Seven adult patients having negative A-B difference and overbite in the pretreatment stage and more than 5 mm mandibular setback differences between right and left side were selected for this study. The subjects were divided into the following two groups; 3 subjects who underwent mandibular setback osteotomy with the sagittal split technique (one-jaw group) and 4 subjects who underwent mandibular setback osteotomy with the sagittal split technique and Le Fort I osteotomy (two-jaw group). The lateral and frontal cephalograms taken at three stages; pretreatment, posttreatment, and under retention (more than one year after posttreatment) were used for quantitative evaluation of dentofacial changes.

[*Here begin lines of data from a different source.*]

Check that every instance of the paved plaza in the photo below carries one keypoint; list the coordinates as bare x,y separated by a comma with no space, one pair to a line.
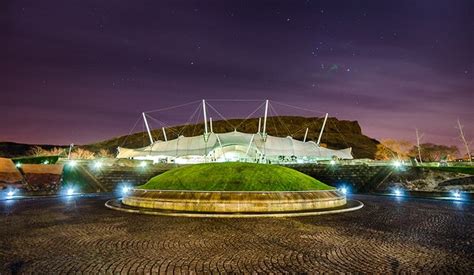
58,235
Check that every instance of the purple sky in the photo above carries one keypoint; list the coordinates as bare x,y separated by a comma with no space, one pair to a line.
82,71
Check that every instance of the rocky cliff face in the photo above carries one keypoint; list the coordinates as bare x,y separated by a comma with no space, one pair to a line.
338,134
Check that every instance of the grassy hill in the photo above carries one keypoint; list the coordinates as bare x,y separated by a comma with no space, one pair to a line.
234,176
338,134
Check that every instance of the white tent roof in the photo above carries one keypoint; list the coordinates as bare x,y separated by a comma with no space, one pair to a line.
197,146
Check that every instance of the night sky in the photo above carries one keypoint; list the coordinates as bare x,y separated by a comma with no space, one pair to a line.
83,71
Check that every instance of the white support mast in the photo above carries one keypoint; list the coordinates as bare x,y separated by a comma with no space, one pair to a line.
259,125
147,128
264,132
463,138
322,129
205,119
250,145
164,133
418,139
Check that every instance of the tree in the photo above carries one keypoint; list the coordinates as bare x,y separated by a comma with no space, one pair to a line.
393,149
435,152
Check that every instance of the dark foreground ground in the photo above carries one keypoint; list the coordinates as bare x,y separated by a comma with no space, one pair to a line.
55,235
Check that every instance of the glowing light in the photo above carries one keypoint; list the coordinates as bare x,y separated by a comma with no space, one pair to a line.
397,163
397,192
97,165
70,191
10,194
456,194
125,189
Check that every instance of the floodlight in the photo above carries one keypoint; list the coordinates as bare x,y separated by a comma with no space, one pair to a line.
98,165
456,194
125,189
70,191
10,194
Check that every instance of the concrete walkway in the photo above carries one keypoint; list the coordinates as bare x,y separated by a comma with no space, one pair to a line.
79,234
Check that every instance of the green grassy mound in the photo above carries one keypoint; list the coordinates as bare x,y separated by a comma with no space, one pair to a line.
234,176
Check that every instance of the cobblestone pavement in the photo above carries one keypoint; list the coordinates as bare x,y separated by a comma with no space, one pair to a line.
54,235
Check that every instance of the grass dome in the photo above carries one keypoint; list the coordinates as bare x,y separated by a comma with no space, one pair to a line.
234,176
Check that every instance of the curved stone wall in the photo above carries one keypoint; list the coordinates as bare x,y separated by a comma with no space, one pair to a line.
234,202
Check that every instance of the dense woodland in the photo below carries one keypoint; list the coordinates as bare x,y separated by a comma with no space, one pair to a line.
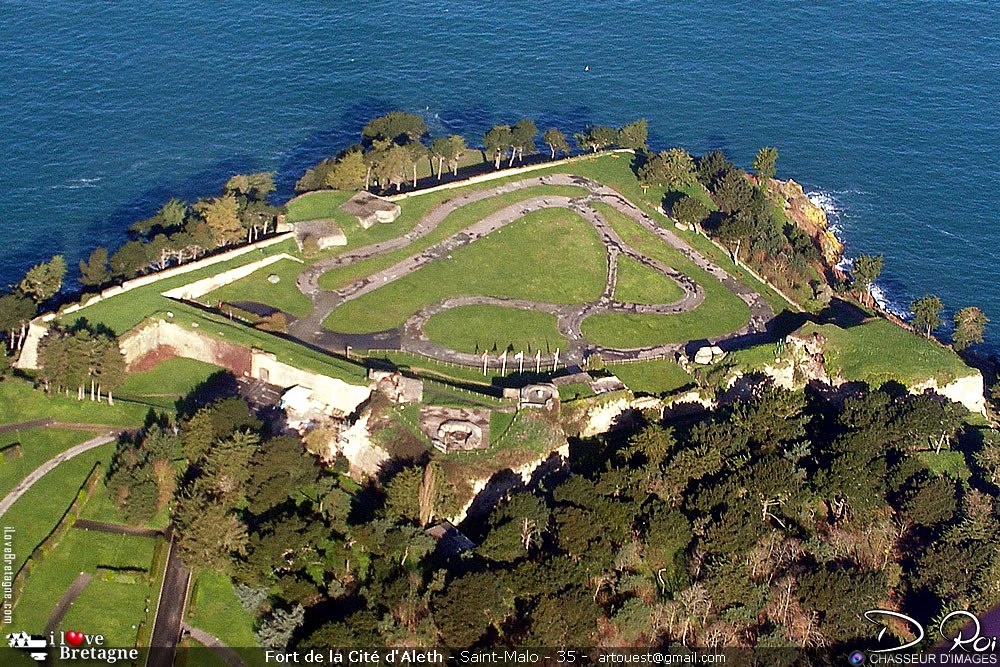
774,521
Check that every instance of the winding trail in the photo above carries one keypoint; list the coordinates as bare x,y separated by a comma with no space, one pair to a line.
411,336
39,472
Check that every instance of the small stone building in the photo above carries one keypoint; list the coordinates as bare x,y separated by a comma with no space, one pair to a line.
326,233
456,429
369,209
397,387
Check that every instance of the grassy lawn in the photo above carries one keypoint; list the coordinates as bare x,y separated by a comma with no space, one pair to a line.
169,381
215,609
124,311
637,283
37,446
879,351
37,512
287,351
655,377
413,210
19,401
478,328
105,607
283,295
568,267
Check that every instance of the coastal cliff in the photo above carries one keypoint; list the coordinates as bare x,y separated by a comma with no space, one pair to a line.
803,212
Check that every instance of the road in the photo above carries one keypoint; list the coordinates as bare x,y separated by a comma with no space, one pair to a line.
170,611
39,472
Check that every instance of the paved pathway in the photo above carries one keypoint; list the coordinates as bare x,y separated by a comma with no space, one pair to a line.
62,607
41,470
411,337
116,529
169,611
228,655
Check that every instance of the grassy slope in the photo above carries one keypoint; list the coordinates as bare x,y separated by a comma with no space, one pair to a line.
652,377
38,446
20,402
511,262
477,328
721,312
103,607
169,381
640,284
879,351
216,610
36,513
283,295
413,209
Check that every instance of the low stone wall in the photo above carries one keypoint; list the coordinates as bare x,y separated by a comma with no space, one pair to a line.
334,392
28,359
210,284
157,334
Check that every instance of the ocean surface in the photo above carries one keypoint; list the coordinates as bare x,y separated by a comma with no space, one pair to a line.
885,112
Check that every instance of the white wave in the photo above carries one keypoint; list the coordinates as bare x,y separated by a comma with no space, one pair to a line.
888,303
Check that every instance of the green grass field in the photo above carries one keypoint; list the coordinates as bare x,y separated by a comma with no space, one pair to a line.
104,607
38,446
20,402
37,512
655,378
511,262
283,295
477,328
170,381
638,283
879,351
215,609
124,311
413,209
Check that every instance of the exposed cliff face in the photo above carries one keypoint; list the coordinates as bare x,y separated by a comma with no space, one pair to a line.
800,210
802,362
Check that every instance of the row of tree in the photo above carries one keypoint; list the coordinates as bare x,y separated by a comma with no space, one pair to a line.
83,360
393,145
969,322
769,522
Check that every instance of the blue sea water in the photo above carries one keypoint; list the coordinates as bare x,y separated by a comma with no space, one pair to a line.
886,112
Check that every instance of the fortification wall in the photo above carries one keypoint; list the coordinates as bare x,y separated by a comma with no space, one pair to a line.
334,392
211,283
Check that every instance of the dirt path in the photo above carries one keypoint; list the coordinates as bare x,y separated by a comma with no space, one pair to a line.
410,337
43,469
116,529
228,655
62,607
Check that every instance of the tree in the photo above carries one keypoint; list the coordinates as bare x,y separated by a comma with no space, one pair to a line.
763,165
496,142
396,126
393,169
44,280
865,271
969,325
732,191
94,271
522,138
440,150
130,260
556,141
633,135
926,314
596,138
690,211
220,216
16,310
458,149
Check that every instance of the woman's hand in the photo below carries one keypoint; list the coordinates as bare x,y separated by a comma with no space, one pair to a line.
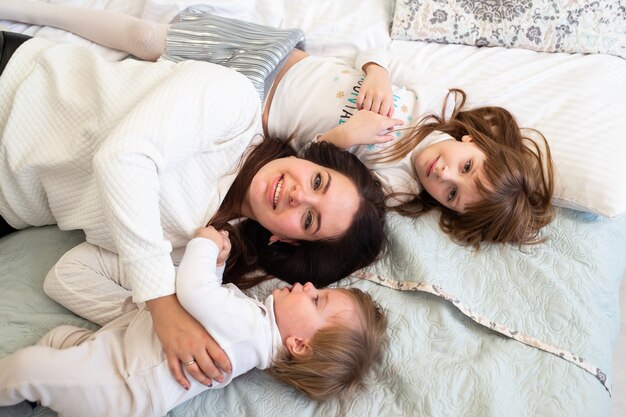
184,340
375,93
220,238
364,128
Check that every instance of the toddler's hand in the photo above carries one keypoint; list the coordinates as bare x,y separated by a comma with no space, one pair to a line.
375,93
220,238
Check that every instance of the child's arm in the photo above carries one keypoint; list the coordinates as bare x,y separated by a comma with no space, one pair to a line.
375,93
141,38
364,128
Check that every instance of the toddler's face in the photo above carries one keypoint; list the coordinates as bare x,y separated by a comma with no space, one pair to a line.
302,310
448,171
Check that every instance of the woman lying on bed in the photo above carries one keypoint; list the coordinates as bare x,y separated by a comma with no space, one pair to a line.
492,184
139,155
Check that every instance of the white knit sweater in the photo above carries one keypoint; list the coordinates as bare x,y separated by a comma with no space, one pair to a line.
133,153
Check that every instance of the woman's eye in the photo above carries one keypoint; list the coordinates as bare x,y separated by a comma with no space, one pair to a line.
452,194
317,182
308,220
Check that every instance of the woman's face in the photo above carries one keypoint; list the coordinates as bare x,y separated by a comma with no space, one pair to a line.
299,200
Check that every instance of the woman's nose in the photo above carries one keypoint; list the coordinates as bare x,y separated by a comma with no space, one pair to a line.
443,173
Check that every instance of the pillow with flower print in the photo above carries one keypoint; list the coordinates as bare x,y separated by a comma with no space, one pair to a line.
541,25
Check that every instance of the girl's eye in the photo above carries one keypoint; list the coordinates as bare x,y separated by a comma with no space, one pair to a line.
308,220
452,194
317,182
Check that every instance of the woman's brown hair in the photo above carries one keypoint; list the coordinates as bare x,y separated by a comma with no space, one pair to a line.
323,261
517,182
340,354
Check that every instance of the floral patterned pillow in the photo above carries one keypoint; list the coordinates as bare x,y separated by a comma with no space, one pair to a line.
597,26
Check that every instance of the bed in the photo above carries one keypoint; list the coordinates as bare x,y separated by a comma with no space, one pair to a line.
531,331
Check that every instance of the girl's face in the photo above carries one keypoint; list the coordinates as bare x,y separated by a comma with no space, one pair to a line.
298,200
448,171
302,310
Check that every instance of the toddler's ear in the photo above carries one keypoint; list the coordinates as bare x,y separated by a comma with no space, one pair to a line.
297,346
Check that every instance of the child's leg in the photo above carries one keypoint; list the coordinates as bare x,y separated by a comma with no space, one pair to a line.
141,38
89,281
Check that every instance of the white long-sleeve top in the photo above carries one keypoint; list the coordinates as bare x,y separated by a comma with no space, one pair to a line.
244,327
135,154
319,93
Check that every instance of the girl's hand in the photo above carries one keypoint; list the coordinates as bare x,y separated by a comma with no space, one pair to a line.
220,238
364,128
375,93
183,340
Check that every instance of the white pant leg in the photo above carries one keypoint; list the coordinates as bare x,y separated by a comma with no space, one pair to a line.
84,380
89,281
65,336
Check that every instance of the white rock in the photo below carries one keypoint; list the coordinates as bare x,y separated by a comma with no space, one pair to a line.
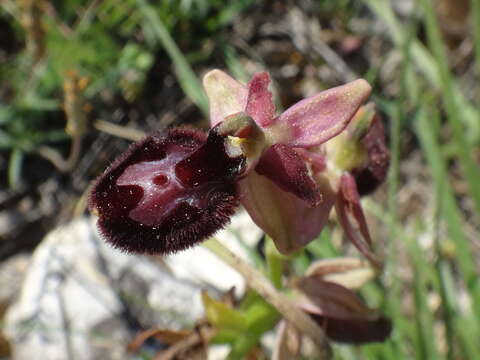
82,299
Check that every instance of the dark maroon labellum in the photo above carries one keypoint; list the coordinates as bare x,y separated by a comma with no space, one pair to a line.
281,164
369,177
167,192
355,331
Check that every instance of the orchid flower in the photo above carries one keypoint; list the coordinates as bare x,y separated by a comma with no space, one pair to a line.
328,297
178,187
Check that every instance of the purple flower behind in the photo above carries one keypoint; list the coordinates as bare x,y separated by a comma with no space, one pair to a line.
176,188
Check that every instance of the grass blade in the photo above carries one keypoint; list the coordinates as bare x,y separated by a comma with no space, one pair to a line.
187,78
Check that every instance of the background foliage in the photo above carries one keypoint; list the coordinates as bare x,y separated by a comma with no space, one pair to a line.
67,67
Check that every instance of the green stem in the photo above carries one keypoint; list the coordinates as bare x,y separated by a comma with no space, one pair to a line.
264,288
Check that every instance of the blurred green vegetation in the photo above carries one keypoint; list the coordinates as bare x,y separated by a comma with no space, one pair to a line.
430,287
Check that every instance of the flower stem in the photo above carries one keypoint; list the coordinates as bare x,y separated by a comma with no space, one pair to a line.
281,302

Changes in denture components, skeletal components, and anterior occlusion during the retention period were analyzed three-dimensionally, respectively. The results were as follows:
1. As for the anteroposterior dimension, there were some relapse in the skeletal components in both groups, and the amount of relapse in the one-jaw group was larger than in the two-jaw group. However, the overjet was stable because of compensatory changes in the denture componentssuch as labial tipping of the upper incisors and lingual tipping of the lower incisors.
2. As for the vertical dimension, the overbite in both groups decreased because of relapse in the skeletal and denture components.
3. As for the transeverse dimension, there was a little relapse in the skeletal components in both groups. However, the midline of anterior teeth was stable because of compensatory changes of the lower incisors. These results suggested that it is important to maintain long-term stability of the anterior occlusion in the vertical dimension in patients with three-dimensional dentofacial deformity.